2005N-0279 Food Labeling; Gluten-Free Labeling of Foods; Public Meeting
FDA Comment Number : EC72
Submitter : Ms. Mary Vogenberger Date & Time: 08/19/2005 08:08:11
Organization : Ms. Mary Vogenberger
Category : Individual Consumer
Issue Areas/Comments
'Gluten-Free' on a food label should mean exactly that...100% 'Gluten-Free'. I have celiac disease. Experience has told me that in order to keep well and not sick, I absolutly cannot eat any gluten. I identify foods that do not contain gluten by educating myself, extensively reading food labels, or calling the manufacturer. When I go shoping, most of my time at the store is spent identifying foods I can eat. Even foods that I know are gluten free, I check to be sure the content has not changed. Most foods are not marked 'gluten-free' except for about 10%. Those that are marked 'gluten-free' are mostly found at health-food stores. 'Gluten-Free' printed on a product label most definitely influences my decision to purchase that product over products having the same ingredients listed, about 90% of the time. Many products that contain the same listings as 'gluten free' marked products, can still contain gluten. Ingredients listed as 'spices', 'modified food starch', 'vanilla flavoring', etc can contain gluten. Unless the product is marked 'gluten-free' I usually will not buy it. If I do buy a product that is not marked 'gluten-free', that to me is questonable, I always call the manufacturer to verify that it does not contain gluten. If it is not gluten free I throw it out. Celiacs have to be very cautious in what they eat, to avoid sickness, and a host of other complications. Anemia, nutritional deficiencies, intestinal lymphoma, to name a few, can occur to celiacs from not adhearing to a strict gluten-free diet. Even cross contamination can be a problem with celiacs, if gluten-free products are manufactured in the same plant as gluten containing products.

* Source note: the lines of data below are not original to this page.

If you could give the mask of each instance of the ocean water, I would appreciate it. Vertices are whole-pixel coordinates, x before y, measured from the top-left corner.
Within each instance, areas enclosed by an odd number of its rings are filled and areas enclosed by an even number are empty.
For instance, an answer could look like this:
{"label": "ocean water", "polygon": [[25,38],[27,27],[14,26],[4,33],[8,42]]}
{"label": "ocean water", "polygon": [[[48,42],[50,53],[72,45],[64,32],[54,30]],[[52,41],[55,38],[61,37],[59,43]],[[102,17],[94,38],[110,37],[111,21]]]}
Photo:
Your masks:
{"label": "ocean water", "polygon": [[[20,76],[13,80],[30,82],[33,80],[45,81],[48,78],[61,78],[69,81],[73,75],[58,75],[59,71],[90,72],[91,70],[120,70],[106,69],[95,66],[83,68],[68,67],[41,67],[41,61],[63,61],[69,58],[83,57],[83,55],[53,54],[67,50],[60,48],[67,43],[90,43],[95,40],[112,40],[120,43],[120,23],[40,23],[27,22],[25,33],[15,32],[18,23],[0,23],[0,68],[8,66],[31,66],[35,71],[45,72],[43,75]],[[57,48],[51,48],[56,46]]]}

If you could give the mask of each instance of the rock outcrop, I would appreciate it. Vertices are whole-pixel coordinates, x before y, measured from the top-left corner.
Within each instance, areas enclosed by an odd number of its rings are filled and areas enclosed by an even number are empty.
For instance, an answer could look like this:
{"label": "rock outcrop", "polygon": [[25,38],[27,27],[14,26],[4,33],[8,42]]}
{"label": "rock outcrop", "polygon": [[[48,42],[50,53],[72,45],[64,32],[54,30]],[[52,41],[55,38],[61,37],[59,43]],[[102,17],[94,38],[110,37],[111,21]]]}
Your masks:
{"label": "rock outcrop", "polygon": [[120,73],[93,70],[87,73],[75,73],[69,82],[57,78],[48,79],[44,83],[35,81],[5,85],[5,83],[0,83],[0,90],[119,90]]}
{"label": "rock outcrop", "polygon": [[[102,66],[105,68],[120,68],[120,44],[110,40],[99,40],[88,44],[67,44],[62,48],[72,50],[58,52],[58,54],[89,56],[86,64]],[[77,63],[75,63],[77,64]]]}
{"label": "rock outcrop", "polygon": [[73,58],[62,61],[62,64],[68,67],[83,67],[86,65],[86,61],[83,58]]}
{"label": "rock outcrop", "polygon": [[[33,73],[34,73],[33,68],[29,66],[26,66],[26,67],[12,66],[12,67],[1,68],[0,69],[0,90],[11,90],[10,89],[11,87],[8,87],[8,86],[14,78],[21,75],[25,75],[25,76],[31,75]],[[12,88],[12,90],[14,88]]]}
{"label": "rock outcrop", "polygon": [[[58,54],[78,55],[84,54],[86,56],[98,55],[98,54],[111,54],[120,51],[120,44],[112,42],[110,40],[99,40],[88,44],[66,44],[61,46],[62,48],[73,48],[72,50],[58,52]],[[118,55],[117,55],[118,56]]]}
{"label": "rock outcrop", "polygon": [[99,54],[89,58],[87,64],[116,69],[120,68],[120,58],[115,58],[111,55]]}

Thus, manditory labeling of ingredients containing gluten and labeling of 'gluten-free' products could help and I think save many people from sickness. At least 1 out of 122 people in the US have celiac disease, which is a big percentage of our population. A good 'Food Allergen Labeling & Consumer Protection Act' is very much needed in this country not only for those with celiac disease, but people with other allergies, sensitivities and intolerances. I commend the FDA for undertaking to put such a regulation in place.